Coincidentally, the Girl sprouted her first incisor the very day of my extraction. It's the lower left one, and she really works it with her tongue. You can tell she's weirded out by the sensation. But, the confusion lurks on her visage for all of three seconds before she's moved onto something else, like extirpating the pots and pans from their cubby under the microwave.
Last, but most certainly, most assuredly not least, is that we have FINALLY broken the Boy of his pacifier addiction. Our ploy was to use the birth of my most recent nephew (the tenth grandchild in my clan overall) to meet our own ends. We told the Boy that babies need pacifiers, and his new cousin was a have not in this particular arena, and since the Boy is in fact a Big Boy these days, p'raps it was time to pass the pacifier on to his new cousin. So, when these two little men met for the first time on Sunday last, and hence, t'was time for the handoff. And the Boy did it, without so much as a blink.
I expected tears, and fists, and rending of garments. This pacifier is the one thing, the one lovey, that my Boy has cleaved unto since his days in the cradle. It started to affect the way his teeth are positioned, so divesting him of it was long overdue. But still, I expected much more drama. I was pretty sure he didn't grasp the enormity of the situation.

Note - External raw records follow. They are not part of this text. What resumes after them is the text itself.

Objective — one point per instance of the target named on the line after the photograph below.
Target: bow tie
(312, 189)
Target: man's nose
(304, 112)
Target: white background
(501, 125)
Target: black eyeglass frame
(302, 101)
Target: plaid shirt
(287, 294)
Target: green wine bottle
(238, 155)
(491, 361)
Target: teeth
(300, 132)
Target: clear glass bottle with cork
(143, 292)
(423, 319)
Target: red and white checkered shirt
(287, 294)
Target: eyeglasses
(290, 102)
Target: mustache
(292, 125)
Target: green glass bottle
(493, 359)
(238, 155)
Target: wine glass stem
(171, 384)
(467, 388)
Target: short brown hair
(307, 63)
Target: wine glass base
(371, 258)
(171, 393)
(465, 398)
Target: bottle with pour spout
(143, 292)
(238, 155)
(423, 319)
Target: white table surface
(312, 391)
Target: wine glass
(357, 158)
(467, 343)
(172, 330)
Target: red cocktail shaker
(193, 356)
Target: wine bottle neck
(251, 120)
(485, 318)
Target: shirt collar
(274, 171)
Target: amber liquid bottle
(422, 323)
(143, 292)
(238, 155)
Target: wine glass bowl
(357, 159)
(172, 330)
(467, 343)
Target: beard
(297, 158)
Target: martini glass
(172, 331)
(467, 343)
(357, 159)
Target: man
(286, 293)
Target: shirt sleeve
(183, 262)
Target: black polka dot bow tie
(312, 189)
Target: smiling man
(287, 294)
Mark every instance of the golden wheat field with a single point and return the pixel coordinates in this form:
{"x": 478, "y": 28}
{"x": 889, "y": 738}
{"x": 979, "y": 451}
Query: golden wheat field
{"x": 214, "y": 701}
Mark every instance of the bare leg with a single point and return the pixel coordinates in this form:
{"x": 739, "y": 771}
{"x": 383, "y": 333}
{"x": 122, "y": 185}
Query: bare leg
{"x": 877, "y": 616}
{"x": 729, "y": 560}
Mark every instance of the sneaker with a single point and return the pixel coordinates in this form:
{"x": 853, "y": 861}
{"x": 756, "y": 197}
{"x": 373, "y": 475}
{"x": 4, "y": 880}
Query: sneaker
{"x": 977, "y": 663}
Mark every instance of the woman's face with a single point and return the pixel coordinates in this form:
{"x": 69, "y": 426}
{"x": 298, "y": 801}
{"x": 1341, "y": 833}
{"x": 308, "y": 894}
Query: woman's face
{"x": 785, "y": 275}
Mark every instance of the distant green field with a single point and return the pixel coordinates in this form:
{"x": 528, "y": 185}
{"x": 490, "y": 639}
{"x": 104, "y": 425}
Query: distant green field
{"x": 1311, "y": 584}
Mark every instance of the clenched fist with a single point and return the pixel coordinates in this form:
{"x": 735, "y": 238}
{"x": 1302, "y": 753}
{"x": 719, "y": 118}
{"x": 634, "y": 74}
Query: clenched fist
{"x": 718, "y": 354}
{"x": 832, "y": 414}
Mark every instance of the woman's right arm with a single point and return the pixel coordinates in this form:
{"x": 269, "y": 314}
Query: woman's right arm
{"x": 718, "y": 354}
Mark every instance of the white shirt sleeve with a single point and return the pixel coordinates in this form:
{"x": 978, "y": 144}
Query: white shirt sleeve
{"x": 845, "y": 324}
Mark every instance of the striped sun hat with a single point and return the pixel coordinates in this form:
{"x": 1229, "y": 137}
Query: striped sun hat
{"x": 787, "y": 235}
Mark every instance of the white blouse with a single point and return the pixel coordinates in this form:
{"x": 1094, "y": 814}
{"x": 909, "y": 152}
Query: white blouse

And, like all good Mommies, I was right on the money.
Later that night he asked for the pacifier. And upon being informed that he wouldn't be on the receiving end of his addiction, well, that's when he unleashed a monsoon of tears. Know what, though? Fifteen minutes later, he was okay with it. There were more grumpies tonight, of course, but only about ten minutes worth. I figure in a week, we'll have kicked the pacifier addiction.